Laparoscopic gastric bypass (RNY)
Your laparoscopic surgery will involve six small incisions in your abdomen. A small pouch about the size of a large egg is made at the top of your stomach, and then your small intestine is divided just past your stomach. One end of the intestine is attached to your new stomach pouch, and the remainder of your stomach is bypassed (food no longer travels through this remnant stomach) though it remains in your body. The other end of your divided intestine (the one attached to your remnant stomach) is reattached to your small intestine further down. This allows for digestive juices and enzymes to meet with the food stream. This procedure reduces the size of your stomach and how much food you absorb by bypassing part of the small intestine. This is considered the Gold Standard for bariatric surgery as there is significant weight loss and improvements in obesity-related illnesses such as diabetes, high blood pressure, heart disease, GERD, etc.
Laparoscopic single anastomosis duodeno-ileal bypass with sleeve gastrectomy (SADI-S)
This procedure is a modified version of the Duodenal Switch (described in detail in the next section). The duodenum is detached just below the stomach and reattached to a loop of the small intestine about 3.6 meters downstream. This creates two separate pathways and one common channel. The shorter pathway (digestive channel) allows food to flow from the stomach to the common channel.
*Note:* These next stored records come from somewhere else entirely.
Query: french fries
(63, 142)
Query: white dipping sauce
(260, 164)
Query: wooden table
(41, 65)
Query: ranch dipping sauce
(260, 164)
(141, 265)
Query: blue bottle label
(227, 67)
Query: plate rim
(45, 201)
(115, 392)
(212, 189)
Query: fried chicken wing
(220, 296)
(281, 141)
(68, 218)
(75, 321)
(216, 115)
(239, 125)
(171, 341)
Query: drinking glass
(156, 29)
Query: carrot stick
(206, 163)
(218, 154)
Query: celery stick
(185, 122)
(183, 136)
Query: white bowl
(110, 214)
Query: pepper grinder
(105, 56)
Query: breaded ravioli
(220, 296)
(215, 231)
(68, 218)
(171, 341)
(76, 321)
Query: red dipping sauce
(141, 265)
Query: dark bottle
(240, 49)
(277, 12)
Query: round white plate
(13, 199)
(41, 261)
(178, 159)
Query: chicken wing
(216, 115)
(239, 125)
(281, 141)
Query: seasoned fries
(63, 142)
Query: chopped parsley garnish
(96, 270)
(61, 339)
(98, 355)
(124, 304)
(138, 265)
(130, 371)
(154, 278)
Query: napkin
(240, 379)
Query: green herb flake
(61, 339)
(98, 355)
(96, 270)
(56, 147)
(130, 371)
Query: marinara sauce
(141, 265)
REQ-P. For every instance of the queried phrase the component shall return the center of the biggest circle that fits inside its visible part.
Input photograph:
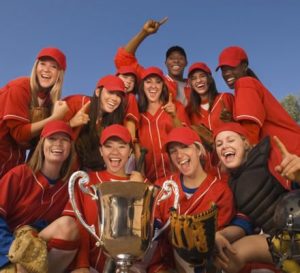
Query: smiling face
(47, 72)
(115, 153)
(153, 86)
(176, 63)
(109, 100)
(199, 82)
(57, 148)
(129, 81)
(232, 149)
(232, 74)
(185, 158)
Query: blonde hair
(56, 90)
(37, 160)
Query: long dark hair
(87, 144)
(193, 106)
(142, 98)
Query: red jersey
(89, 254)
(255, 103)
(211, 190)
(76, 102)
(211, 118)
(124, 58)
(15, 126)
(152, 132)
(131, 109)
(26, 197)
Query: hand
(152, 26)
(170, 107)
(60, 109)
(223, 248)
(81, 270)
(290, 164)
(20, 269)
(136, 176)
(81, 117)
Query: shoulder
(247, 82)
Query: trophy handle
(90, 190)
(167, 187)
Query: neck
(177, 77)
(196, 179)
(51, 170)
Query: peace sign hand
(152, 26)
(170, 107)
(81, 117)
(290, 164)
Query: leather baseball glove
(193, 236)
(29, 250)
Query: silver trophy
(126, 213)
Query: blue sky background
(90, 31)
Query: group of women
(213, 145)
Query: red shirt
(255, 103)
(211, 190)
(152, 133)
(124, 58)
(26, 197)
(15, 126)
(211, 118)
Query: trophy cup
(126, 213)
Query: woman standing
(89, 115)
(35, 194)
(257, 187)
(115, 148)
(159, 114)
(28, 103)
(207, 108)
(197, 191)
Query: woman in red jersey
(28, 103)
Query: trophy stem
(123, 262)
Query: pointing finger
(284, 152)
(85, 106)
(162, 21)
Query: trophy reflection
(126, 213)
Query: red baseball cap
(184, 135)
(115, 130)
(57, 126)
(231, 126)
(55, 54)
(232, 56)
(126, 70)
(199, 66)
(152, 70)
(111, 83)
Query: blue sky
(90, 31)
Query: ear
(247, 145)
(244, 66)
(97, 92)
(130, 152)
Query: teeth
(184, 161)
(115, 159)
(57, 151)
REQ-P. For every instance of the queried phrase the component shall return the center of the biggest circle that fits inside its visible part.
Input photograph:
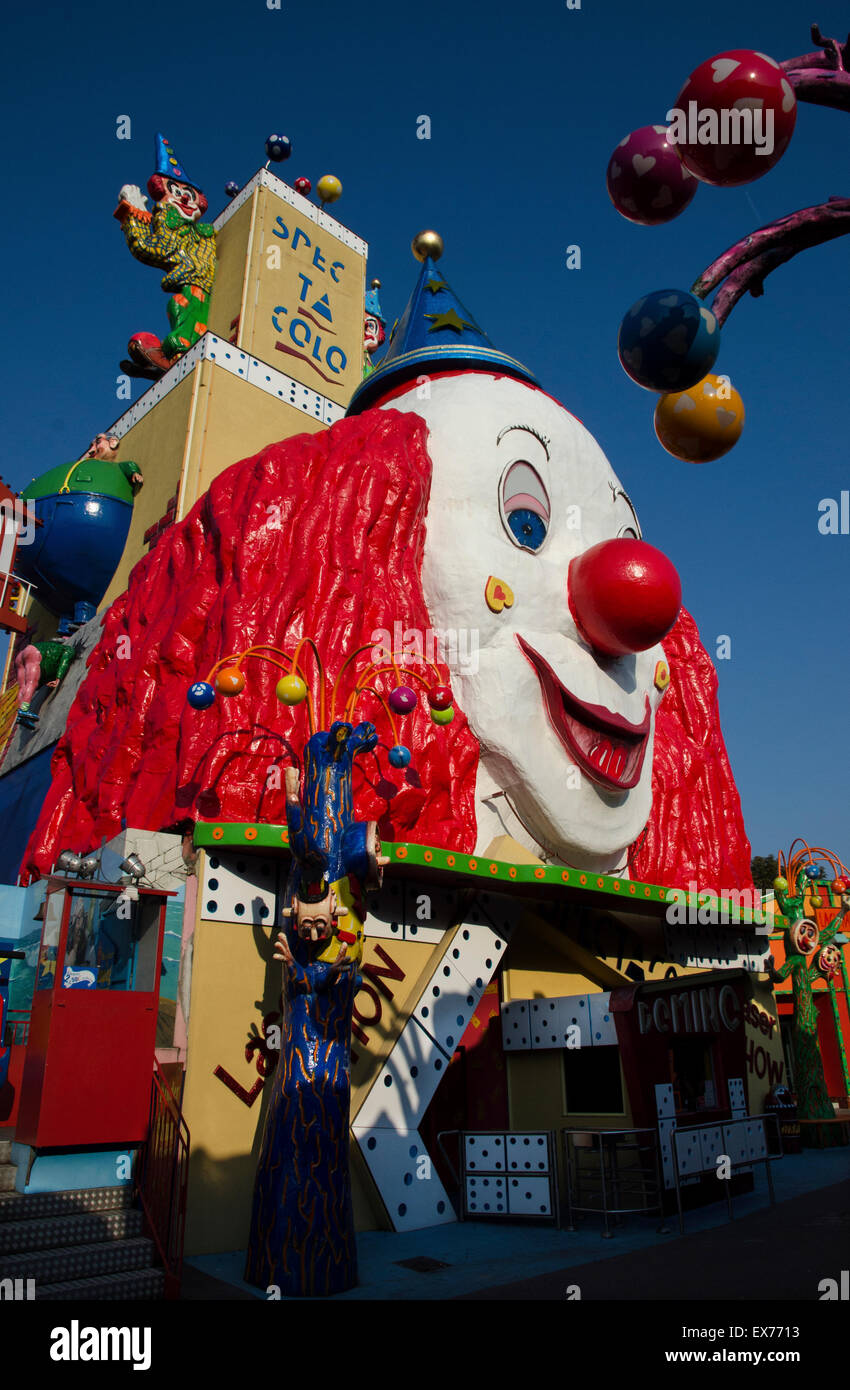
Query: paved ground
(765, 1253)
(777, 1254)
The longer pathway (biliopancreatic channel) carries bile from the liver to the common channel. This diversion limits the time that food mixes with digestive juices and reduces the number of calories that can be absorbed, leading to weight loss.
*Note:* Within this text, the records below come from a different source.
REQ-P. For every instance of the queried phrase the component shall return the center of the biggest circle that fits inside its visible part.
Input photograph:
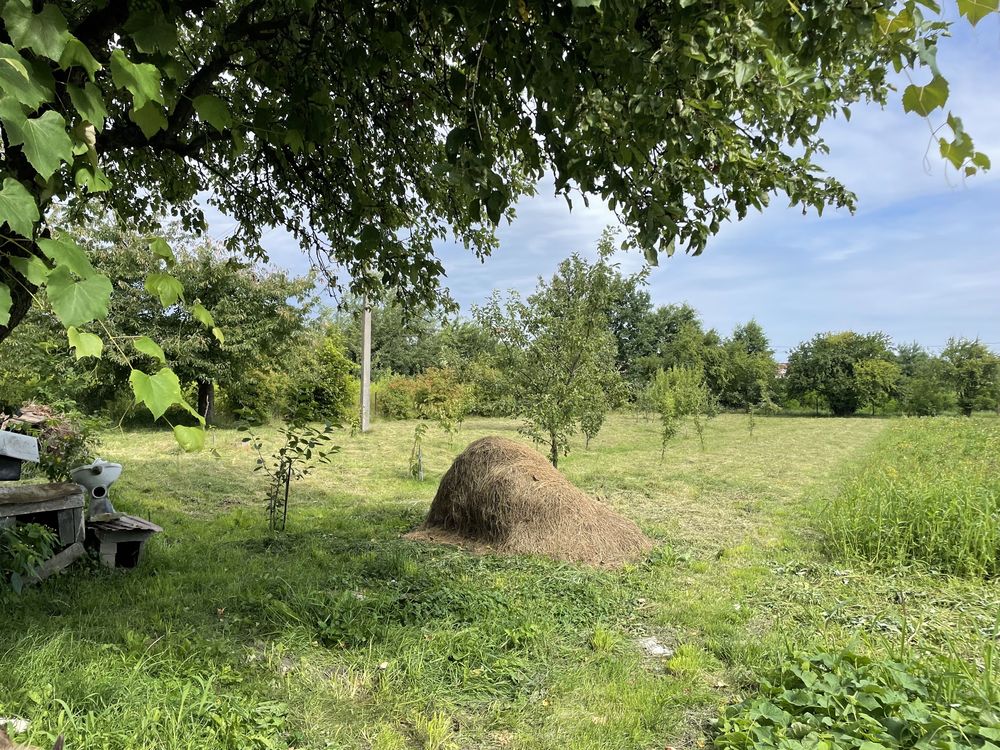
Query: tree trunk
(206, 399)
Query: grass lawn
(338, 633)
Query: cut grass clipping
(502, 495)
(845, 701)
(928, 495)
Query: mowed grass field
(338, 633)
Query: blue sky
(918, 260)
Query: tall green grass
(927, 495)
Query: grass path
(340, 634)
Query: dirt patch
(503, 496)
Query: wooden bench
(57, 505)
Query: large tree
(828, 366)
(371, 129)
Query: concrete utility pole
(366, 366)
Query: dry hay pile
(503, 496)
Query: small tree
(973, 371)
(303, 449)
(556, 349)
(677, 394)
(877, 381)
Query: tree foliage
(973, 371)
(827, 366)
(371, 130)
(556, 351)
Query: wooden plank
(54, 564)
(109, 551)
(70, 526)
(19, 446)
(71, 501)
(34, 493)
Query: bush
(22, 549)
(65, 440)
(261, 397)
(849, 701)
(929, 494)
(435, 394)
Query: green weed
(929, 494)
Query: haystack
(502, 496)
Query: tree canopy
(370, 130)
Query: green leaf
(18, 81)
(45, 33)
(150, 348)
(65, 252)
(158, 392)
(77, 302)
(85, 344)
(160, 249)
(202, 315)
(150, 119)
(77, 54)
(6, 302)
(18, 208)
(91, 178)
(89, 104)
(976, 10)
(31, 268)
(213, 110)
(142, 79)
(189, 438)
(151, 31)
(925, 99)
(744, 72)
(164, 286)
(44, 140)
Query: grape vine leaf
(5, 304)
(164, 286)
(141, 79)
(976, 10)
(925, 99)
(18, 208)
(89, 103)
(65, 252)
(202, 315)
(31, 268)
(161, 249)
(147, 346)
(149, 118)
(17, 81)
(85, 344)
(77, 302)
(158, 392)
(76, 53)
(213, 110)
(44, 139)
(190, 439)
(46, 32)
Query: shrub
(929, 494)
(849, 701)
(22, 549)
(435, 394)
(322, 383)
Laparoscopic biliopancreatic diversion-duodenal switch (BPD-DS)
Biliopancreatic diversion with duodenal switch (BPD/DS) or simply duodenal switch (DS) is a bariatric surgery that can help patients lose up to 80% of their excess body weight. It is performed laparoscopically and often done as a single stage surgery but can also be done for patients that have had a VSG in the past and still have significant weight to lose or struggling with comorbidities such as, DM2, HTN, dyslipidemia, etc. It can help you lose weight and improve your comorbidities by its malabsorptive action via reducing the absorption of macro- and micronutrients (vitamins and minerals).
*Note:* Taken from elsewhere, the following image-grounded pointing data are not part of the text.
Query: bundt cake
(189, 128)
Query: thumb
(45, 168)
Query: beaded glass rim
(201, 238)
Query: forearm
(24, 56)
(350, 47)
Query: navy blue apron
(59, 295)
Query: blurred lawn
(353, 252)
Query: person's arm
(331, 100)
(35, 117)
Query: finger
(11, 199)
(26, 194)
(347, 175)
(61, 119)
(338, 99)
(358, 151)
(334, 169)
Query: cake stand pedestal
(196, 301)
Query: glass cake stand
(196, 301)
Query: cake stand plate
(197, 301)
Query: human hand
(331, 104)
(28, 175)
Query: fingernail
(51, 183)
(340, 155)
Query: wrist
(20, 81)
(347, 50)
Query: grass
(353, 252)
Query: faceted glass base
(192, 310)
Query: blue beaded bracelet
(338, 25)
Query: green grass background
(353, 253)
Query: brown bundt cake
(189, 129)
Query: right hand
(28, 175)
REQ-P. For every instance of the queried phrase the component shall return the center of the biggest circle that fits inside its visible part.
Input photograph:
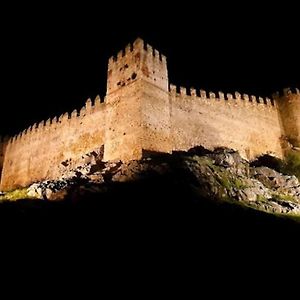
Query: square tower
(137, 102)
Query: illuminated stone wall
(141, 114)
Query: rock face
(222, 175)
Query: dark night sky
(53, 61)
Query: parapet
(235, 98)
(52, 123)
(286, 92)
(139, 60)
(138, 46)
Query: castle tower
(137, 102)
(289, 110)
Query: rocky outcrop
(221, 175)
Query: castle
(142, 113)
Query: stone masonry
(142, 113)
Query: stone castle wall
(248, 124)
(42, 151)
(140, 113)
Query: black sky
(55, 59)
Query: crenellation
(88, 106)
(253, 99)
(237, 95)
(141, 112)
(287, 91)
(269, 102)
(183, 91)
(173, 89)
(74, 114)
(260, 100)
(221, 95)
(212, 95)
(203, 94)
(128, 49)
(246, 97)
(193, 92)
(229, 96)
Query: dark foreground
(155, 207)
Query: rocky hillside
(219, 184)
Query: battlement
(67, 119)
(230, 99)
(139, 61)
(286, 92)
(141, 113)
In this surgery, the intestine is bypassed from below the pylorus to the ileum, 50 to 125 centimetres from the colon. The bypassed portion of the intestine (biliopancreatic limb) delivers bile and pancreatic juices to the anastomosis at the ileum, where it meets the alimentary limb (proximal duodenum, through which food passes) to form the common channel. This is where food combines with bile and pancreatic juices for the first time, and most nutrient absorption occurs.